Dowries & Marriage Settlements

Chapter 1: Marriage & Money

Marriage, as has been noted elsewhere, was primarily a business arrangement. The purpose was to create a functioning economic unit, into which children could be born, and which, hopefully over time, amassed more wealth. For all but the poorest levels of society, agreeing the financial arrangements before the vows were taken was an important step. What is described in this article is the general structure in England, of course individual arrangements might be different.

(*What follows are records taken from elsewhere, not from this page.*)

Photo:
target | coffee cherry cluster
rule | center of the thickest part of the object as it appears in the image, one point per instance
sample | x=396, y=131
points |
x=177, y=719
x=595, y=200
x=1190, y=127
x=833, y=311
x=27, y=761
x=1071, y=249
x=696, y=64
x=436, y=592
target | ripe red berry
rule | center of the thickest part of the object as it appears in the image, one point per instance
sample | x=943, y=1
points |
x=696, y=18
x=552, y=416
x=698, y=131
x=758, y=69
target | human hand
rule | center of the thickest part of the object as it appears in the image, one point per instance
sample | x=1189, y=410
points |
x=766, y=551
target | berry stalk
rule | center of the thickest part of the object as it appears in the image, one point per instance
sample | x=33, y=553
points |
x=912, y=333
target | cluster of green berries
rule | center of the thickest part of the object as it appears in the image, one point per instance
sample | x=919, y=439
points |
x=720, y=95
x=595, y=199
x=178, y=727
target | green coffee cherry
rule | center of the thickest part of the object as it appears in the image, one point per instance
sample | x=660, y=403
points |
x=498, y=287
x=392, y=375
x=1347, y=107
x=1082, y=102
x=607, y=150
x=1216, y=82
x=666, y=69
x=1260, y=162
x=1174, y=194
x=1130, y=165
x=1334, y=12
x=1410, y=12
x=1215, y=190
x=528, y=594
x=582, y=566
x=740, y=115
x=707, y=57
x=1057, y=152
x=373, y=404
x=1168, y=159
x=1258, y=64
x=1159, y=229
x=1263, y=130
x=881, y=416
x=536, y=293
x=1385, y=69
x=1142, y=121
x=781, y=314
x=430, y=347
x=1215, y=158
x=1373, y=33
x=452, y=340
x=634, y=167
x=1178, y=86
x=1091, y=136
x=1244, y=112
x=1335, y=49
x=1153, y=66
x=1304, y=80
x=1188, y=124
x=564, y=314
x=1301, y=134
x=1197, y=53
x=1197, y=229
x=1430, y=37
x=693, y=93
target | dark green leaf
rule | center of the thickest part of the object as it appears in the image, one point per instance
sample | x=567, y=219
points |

There are four basic points to consider: the dowry (sometimes referred to, especially for royal women as the ‘dot(e)’; the jointure; the dower; and the will.

Women and the Law

Under common law, married women had no property rights, everything they owned being the property of their husbands. However, women could be, and usually were, protected by the pre-nuptial marriage articles, which would state the dowry and dower rights, and for well-informed women or careful fathers, exceptions by which she might reserve the right to deal with lands she already held or agree with her husband how her property or lands would be devolved in the event of her pre-deceasing him. 

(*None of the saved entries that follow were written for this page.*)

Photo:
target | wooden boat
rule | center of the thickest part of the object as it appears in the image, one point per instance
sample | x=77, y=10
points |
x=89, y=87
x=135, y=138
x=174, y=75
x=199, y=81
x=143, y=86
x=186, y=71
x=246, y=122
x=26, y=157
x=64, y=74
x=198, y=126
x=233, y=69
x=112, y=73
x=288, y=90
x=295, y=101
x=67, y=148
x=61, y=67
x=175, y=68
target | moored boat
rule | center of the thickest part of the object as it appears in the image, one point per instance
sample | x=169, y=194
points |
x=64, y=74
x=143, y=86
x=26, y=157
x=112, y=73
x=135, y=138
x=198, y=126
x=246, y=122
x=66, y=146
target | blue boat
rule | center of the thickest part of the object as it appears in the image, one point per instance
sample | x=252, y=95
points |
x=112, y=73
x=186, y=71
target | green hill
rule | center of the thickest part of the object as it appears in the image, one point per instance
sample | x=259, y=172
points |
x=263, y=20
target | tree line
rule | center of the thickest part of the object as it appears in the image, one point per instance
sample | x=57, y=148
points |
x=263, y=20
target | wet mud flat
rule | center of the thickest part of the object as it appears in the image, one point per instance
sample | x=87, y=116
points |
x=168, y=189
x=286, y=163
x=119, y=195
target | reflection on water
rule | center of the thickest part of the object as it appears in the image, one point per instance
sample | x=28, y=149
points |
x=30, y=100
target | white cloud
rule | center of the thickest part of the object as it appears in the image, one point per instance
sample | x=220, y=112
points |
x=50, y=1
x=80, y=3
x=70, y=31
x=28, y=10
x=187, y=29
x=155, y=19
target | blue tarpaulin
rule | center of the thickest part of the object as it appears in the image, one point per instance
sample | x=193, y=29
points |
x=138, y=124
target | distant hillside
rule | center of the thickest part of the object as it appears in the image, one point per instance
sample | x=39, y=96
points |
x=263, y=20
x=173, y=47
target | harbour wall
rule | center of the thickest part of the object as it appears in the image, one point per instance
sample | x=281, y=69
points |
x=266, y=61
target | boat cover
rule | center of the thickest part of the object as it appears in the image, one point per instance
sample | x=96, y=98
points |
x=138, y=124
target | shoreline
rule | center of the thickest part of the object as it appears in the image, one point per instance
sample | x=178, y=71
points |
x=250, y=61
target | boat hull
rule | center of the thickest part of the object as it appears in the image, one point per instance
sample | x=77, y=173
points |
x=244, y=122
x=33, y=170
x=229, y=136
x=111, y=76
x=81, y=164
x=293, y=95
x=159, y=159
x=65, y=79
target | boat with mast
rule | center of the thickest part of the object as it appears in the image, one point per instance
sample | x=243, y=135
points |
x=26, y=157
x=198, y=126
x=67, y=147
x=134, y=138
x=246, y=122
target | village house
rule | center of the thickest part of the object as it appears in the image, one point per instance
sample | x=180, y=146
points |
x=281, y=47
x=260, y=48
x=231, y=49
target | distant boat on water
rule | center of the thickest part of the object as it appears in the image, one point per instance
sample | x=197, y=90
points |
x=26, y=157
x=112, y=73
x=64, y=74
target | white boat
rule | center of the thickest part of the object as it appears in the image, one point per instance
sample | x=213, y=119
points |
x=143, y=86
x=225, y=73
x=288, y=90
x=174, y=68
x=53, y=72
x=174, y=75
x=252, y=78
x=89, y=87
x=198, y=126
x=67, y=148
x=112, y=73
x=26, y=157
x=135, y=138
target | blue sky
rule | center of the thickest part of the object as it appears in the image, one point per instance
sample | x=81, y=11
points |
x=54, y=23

A woman who inherited land, if she managed to emerge from wardship unmarried (a vanishingly small likelihood) could ‘sue her livery’ and take possession. Until she married, she would be a ‘femme sole’ and have the same rights as a man. Similarly, once widowed, she could operate independently. Queens were ‘femmes sole’, and so, by special Act of Parliament, was Lady Margaret Beaufort, Countess of Richmond and Derby.